Paper Structure (16 sections, 14 equations, 6 figures, 10 tables)

This paper contains 16 sections, 14 equations, 6 figures, 10 tables.

Figures (6)

  • Figure 1: Common3D learns category-specific 3D morphable models from few casually captured videos completely self-supervised, and can estimate the 3D object shape (visualized from two viewpoints), 2D-3D correspondences, and the 3D object pose via inverse rendering.
  • Figure 2: Method Overview. At the core of our method is a category-level template with semantic features that is acquired using a neural SDF with Differentiable Marching Tetrahedra (DMTet) where features are attached using a feature field. The category-level template is morphed using an MLP that is conditioned on a latent code $\mathrm{l}$ and rotated using the pose $\pi$. The pose $\pi$ is estimated unsupervised at training time and predicted at inference time.
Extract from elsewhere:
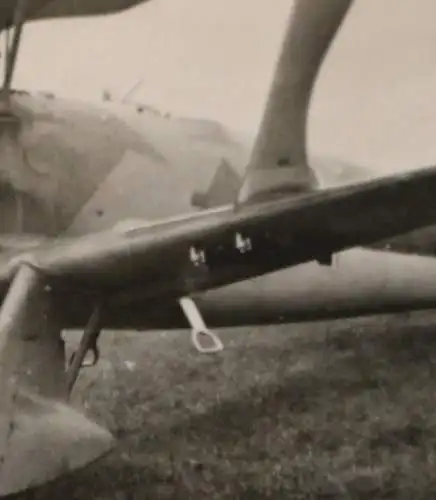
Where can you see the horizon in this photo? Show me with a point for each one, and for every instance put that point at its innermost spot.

DINOv2 serves as a feature encoder and its output is processed in two branches: One for estimating the latent code $\mathrm{l}$ with a block of convolutional layers; and another branch serves as an adapter to enhance the DINO features for better correspondence learning. As a result, the features from the adapter are better suited for finding correspondences. For example, the tire features of DINO have a similar encoding and are, hence, ambiguous, whereas it is much more distinct after the adapter. We also visualize the training objectives: The appearance objective compares two surface probabilities: 1) The geometric probability $\mathrm{p}(\mathrm{v}_j | \mathrm{v}_i, \mathrm{V})$, as defined via the Euclidean distances of the mesh vertices; and 2) the appearance probability $\bar{\mathrm{p}}(\mathrm{f}_j | s_i, \mathrm{F}, \beta)$, acquired by comparing the 2D image features $s_i$ with the surface features $\mathrm{F}$. The remaining geometric objectives enforce the 3D shape and the projected mask to be consistent with the data acquired from a SFM pipeline.
  • Figure 3: Qualitative results on the ObjectNet3D dataset. In the second row the results of our method are illustrated, in the third the results of UOP3D sommer2024unsupervised. Notably, our method fits the object more accurately, resulting in improved 3D pose and segmentation accuracy.
  • Figure 4: Comprehensive qualitative results on the ObjectNet3D dataset. In the second row the results of our method are illustrated, in the third the results of UOP3D sommer2024unsupervised. Notably, our method fits the object more accurately, resulting in improved 3D pose and segmentation accuracy.
  • Figure 5: Comprehensive qualitative results on the SPair-71k dataset. In the first row the results of DINOv2 are illustrated, in the third the results of our method. Our method can improve DINOv2 correspondences by resolving ambiguities in parts and symmetries.